Сын человеческий | страница 115
Кое-где вагонные стенки треснули и проломились, не выдержав мощного тарана, — узники били по доскам кусками рельсов. Но начальник конвоя вложил ключ в замок, и крики немедленно стихли. Конвоиры, вытянувшись шеренгой за спиной начальника, образовали кордон. Стояла такая тишина, что было слышно, как поворачивается ключ в замке и со скрипом отодвигается массивная дверь, которую немного заедало в забитых землей пазах. Арестанты изо всех сил налегали на нее — она отворилась, что-то протяжно запищало и захрипело, словно испускало от жажды дух.

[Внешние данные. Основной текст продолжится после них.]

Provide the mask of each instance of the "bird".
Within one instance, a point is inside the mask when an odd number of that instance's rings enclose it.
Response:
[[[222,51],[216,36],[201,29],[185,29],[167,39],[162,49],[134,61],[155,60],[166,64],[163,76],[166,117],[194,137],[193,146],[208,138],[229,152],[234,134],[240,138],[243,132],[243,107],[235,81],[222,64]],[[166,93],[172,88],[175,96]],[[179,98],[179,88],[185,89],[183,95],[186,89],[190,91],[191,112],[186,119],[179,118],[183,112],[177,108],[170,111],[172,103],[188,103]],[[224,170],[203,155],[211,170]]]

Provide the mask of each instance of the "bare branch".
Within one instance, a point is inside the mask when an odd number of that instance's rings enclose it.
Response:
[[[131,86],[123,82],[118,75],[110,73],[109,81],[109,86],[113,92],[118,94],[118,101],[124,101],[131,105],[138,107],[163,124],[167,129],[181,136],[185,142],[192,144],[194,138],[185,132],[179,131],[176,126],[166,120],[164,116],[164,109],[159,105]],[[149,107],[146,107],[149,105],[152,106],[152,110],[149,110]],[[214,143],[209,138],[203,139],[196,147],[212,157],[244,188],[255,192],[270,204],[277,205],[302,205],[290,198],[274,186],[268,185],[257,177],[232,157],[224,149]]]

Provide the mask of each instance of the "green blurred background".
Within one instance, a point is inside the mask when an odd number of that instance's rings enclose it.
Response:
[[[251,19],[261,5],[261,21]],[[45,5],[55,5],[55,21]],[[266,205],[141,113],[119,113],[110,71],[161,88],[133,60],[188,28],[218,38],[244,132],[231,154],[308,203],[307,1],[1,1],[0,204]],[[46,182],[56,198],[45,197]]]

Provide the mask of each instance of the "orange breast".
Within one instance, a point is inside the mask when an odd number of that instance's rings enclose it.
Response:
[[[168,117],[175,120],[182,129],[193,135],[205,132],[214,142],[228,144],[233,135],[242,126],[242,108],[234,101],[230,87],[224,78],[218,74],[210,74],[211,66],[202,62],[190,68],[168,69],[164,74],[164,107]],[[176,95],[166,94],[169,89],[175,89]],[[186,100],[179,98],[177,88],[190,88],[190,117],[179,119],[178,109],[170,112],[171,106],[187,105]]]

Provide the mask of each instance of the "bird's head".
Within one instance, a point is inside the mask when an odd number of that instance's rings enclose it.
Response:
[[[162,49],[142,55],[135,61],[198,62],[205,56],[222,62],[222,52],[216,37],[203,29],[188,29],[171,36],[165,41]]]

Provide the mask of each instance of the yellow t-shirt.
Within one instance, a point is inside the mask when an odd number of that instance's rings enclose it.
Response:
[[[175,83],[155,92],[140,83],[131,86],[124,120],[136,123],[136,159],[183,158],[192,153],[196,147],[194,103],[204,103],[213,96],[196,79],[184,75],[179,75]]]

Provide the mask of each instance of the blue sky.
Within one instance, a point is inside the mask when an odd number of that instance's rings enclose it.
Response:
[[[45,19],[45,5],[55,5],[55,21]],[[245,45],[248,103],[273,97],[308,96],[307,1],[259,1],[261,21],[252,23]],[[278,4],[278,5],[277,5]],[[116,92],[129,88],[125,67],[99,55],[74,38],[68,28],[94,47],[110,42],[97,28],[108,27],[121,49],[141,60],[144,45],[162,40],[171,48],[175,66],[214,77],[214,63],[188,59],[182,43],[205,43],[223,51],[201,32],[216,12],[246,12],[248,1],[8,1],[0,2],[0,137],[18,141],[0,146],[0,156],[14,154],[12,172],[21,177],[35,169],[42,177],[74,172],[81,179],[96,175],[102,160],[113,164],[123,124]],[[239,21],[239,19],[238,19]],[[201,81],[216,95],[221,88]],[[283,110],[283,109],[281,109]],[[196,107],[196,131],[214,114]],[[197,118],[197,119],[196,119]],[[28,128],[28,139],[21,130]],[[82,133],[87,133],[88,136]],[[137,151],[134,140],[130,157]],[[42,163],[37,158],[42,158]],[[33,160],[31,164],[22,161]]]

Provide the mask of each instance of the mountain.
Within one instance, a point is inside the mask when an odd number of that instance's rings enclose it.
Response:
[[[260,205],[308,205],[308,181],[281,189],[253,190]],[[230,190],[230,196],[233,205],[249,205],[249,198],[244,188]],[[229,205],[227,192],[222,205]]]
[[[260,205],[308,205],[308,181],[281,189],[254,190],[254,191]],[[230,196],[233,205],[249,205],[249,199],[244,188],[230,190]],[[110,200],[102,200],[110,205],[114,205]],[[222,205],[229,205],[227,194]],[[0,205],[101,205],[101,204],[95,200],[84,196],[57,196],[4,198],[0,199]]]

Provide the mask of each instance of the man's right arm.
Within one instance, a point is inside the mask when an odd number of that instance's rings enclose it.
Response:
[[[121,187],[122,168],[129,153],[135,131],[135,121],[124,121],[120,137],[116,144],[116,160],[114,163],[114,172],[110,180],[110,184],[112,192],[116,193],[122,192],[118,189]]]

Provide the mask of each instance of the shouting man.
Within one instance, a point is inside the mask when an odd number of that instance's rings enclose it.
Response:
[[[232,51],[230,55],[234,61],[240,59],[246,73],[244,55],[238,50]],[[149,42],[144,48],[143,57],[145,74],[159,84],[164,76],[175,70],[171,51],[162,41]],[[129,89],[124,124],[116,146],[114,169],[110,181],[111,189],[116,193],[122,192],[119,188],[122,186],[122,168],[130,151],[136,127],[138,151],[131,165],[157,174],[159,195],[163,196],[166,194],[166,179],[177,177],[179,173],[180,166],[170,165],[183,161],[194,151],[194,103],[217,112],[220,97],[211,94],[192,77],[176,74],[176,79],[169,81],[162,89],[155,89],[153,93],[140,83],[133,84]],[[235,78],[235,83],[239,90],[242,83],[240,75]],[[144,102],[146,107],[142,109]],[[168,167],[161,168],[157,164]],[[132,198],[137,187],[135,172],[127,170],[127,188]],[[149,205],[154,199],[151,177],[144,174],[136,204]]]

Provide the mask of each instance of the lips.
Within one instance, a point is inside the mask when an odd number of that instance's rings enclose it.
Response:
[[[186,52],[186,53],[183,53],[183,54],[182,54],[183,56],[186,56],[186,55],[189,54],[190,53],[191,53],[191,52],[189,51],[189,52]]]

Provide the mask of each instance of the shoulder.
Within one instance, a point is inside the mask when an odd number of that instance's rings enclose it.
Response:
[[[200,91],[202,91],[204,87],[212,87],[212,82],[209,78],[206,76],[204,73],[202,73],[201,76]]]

Мягкий вечерний свет потоком хлынул в вагон и, точно огненный столб, ослепил измученных людей. Бряцая кандалами, они всем скопом кинулись к выходу, щурясь и жадно вбирая глазами закатный свет. Солдаты пытались загнать их прикладами обратно, но торговки загородили арестантов, поставив на пол вагона жестянки с алохой. Помогавшие торговкам ребятишки юркими обезьянами крутились под ногами. Трое конвоиров с грехом пополам навели порядок. И тут все увидели, как заключенные пили, — казалось, они пьют первый раз в жизни. Некоторые вонзали зубы в жестянку, алоха текла по перекошенным, одутловатым лицам. В одну минуту пол в вагоне сделался скользким и липким. Толпа глазела на то, как алоха сочилась сквозь щели в полу и стекала на землю. Сильвестре Акино решил напиться последним. Гамарра протянул ему жестянку, и он не спеша осушил ее до последней капли. Женщины оделяли узников пахучими золотистыми лепешками, и те жадно жевали их. Смуглая торговка, по требованию которой открылась тяжелая дверь, не отходила от вагона и подбадривала заключенных шуточками и прибаутками, будто перед ней были не арестанты, а шумная мужская компания в ярмарочной палатке, хватившая лишку на радостях. Ребята вытаскивали из вагона порожние корзины и жестянки.
На пороге казармы стоял толстяк в военной форме и, не отрывая глаз, следил в бинокль за происходящим. Очевидно, он и был комендантом гарнизона. Рядом с ним стоял офицер, приказавший открыть дверь, которая, впрочем, вскоре закрылась снова. Комендант вошел в казарму. Солдаты взяли на караул и застыли на месте.
Пассажирский поезд, задержавшийся из-за непредвиденного происшествия, медленно набирал ход, и вот состав уже мчался на полной скорости по склону Сер-ро-Леон, над которым неторопливо спускалась ночь
Только одних прокаженных каратели избавили от допросов. Они оказались, так сказать, в привилегированном положении и как будто этим гордились. Прокаженные, словно нарочно, целыми днями торчали возле своих ранчо, выставляя напоказ полуобнаженные тела, опаленные недугом, который служил им чем-то вроде охранной грамоты. Солдаты подолгу наблюдали за тем, как они копошились под деревьями или спускались к речке. При этом вид у них был неприступный, а лица выражали почти презрительную неуязвимость. Каратели перестали искать меж этих распухших тел по-юношески гибкую фигуру Кристобаля Хары. Они уже не надеялись увидеть его скуластое открытое лицо среди обезображенных лиц прокаженных, хорошо различимых в полевые бинокли; офицеры знали заранее — Кристобаля здесь не найти, и постепенно стали забывать о беглеце. Тем не менее каратели — особенно солдаты и сержанты — пристально и упорно следили за ранчо в лепрозории. Очевидно, они еще мечтали снова увидеть ту женщину с копной белокурых волос, которая издали показалась им воплощением молодости и женского очарования.